World’s just a stage for various talentsPublished 2:09pm Tuesday, October 5, 2010
By JASON MAYFIELD/Guest Columnist
Quick question: How many cheerleaders have you ever known that moonlight as members of their school’s Scholar’s Bowl team?
The question isn’t meant as a knock against cheer squads. The same question could work just as well for members of the football and debate teams. It’s just that my eye-opening experience came with a cheerleader and my eighth-grade scholar’s bowl team.
A few years ago, a cheerleader approached me about trying out for scholar’s bowl. The request was slightly unusual in that there’s typically little turnover on a scholar’s bowl team.

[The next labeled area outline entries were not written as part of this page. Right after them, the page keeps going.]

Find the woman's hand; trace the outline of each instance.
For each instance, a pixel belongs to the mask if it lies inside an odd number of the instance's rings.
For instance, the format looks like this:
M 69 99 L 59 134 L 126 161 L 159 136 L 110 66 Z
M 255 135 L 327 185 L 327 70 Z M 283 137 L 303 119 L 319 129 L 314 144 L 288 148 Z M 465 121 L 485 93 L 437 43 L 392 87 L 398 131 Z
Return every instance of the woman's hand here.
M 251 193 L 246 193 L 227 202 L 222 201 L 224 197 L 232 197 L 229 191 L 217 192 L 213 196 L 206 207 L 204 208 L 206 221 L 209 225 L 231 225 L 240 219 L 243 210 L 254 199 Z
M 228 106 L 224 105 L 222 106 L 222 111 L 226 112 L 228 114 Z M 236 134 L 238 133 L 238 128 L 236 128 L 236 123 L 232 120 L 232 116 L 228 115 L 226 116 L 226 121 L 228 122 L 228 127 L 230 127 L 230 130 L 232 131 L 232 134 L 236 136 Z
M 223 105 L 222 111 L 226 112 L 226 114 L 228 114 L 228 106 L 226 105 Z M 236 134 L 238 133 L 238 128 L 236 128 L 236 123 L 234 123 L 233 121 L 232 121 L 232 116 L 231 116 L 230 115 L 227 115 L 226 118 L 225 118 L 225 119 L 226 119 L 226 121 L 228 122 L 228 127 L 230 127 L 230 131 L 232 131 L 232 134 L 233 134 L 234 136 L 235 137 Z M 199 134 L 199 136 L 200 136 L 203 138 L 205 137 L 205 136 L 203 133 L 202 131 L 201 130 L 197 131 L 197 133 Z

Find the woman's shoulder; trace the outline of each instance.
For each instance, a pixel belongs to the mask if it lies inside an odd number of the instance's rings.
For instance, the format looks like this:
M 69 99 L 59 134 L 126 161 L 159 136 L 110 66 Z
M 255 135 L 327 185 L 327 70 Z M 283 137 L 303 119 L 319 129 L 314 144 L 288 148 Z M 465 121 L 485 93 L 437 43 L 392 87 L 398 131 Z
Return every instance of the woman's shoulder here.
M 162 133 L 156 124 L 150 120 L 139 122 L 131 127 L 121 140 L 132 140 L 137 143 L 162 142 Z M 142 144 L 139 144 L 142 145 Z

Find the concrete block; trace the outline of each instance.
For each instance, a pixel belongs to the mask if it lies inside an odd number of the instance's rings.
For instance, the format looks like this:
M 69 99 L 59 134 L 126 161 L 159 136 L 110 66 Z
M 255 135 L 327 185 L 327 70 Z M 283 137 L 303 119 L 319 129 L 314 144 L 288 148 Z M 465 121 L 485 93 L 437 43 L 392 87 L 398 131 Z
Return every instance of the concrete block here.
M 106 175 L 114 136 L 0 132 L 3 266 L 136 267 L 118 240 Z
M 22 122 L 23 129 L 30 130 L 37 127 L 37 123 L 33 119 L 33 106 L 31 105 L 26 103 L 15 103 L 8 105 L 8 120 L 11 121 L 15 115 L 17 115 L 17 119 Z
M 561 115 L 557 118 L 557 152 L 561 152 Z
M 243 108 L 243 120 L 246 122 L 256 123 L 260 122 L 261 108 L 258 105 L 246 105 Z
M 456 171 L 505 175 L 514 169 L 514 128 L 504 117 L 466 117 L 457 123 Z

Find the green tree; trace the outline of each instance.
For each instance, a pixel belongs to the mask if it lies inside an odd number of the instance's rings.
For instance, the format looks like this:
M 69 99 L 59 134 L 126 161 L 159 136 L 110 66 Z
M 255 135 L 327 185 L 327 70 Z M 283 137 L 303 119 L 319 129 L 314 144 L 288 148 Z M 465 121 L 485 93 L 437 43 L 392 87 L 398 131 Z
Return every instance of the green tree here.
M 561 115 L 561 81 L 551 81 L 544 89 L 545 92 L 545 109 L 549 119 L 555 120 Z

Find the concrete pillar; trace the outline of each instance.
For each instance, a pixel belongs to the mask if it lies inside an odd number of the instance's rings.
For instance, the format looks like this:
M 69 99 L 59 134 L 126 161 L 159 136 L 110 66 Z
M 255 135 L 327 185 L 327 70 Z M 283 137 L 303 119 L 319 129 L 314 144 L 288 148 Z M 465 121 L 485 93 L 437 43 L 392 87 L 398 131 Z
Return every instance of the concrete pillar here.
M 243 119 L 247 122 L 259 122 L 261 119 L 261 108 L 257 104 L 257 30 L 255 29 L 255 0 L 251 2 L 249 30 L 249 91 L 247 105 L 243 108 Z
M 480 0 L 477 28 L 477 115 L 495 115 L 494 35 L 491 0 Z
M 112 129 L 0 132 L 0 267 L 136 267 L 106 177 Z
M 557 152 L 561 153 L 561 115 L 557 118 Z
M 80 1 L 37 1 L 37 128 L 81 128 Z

The same students that make the team in sixth grade are the same ones that try out and make the team in seventh grade, and those are the ones who are the ones that try out and make the team in eighth grade.
This student not only braved a tryout against peers that had been studying trivia for two years, but she earned a spot on that year’s team.
That fall, she practiced with us on Tuesdays until 5 p.m. before she changed into her uniform and went and cheered on the two basketball teams that night.
In January and February, she not only supported and encouraged the other four members of the team during tournament play, but she also earned a full third of our team’s points one round because she’d just recently read “Midsummer Night’s Dream.”
That cheerleader’s courage to believe in her diverse talents and her willingness to use those gifts even when they called her into two different groups of peers encouraged me to believe that we all have a responsibility to develop our gifts, even when those gifts don’t seem to connect on the surface.
As a teacher of gifted and talented students, I see students often force all their efforts into one area. Who’s to say the starting defensive lineman can’t write poetry? Why can’t the tuba player star in the school musical in spring?
We shouldn’t treat children as devoted, 24/7 professionals in athletic, academic or fine arts fields. Instead, we should encourage the people in our lives to try new things, activities that develop the talents that are just waiting to be presented next on the world’s stage.
Jason Mayfield is a gifted instructor at Columbiana Middle School.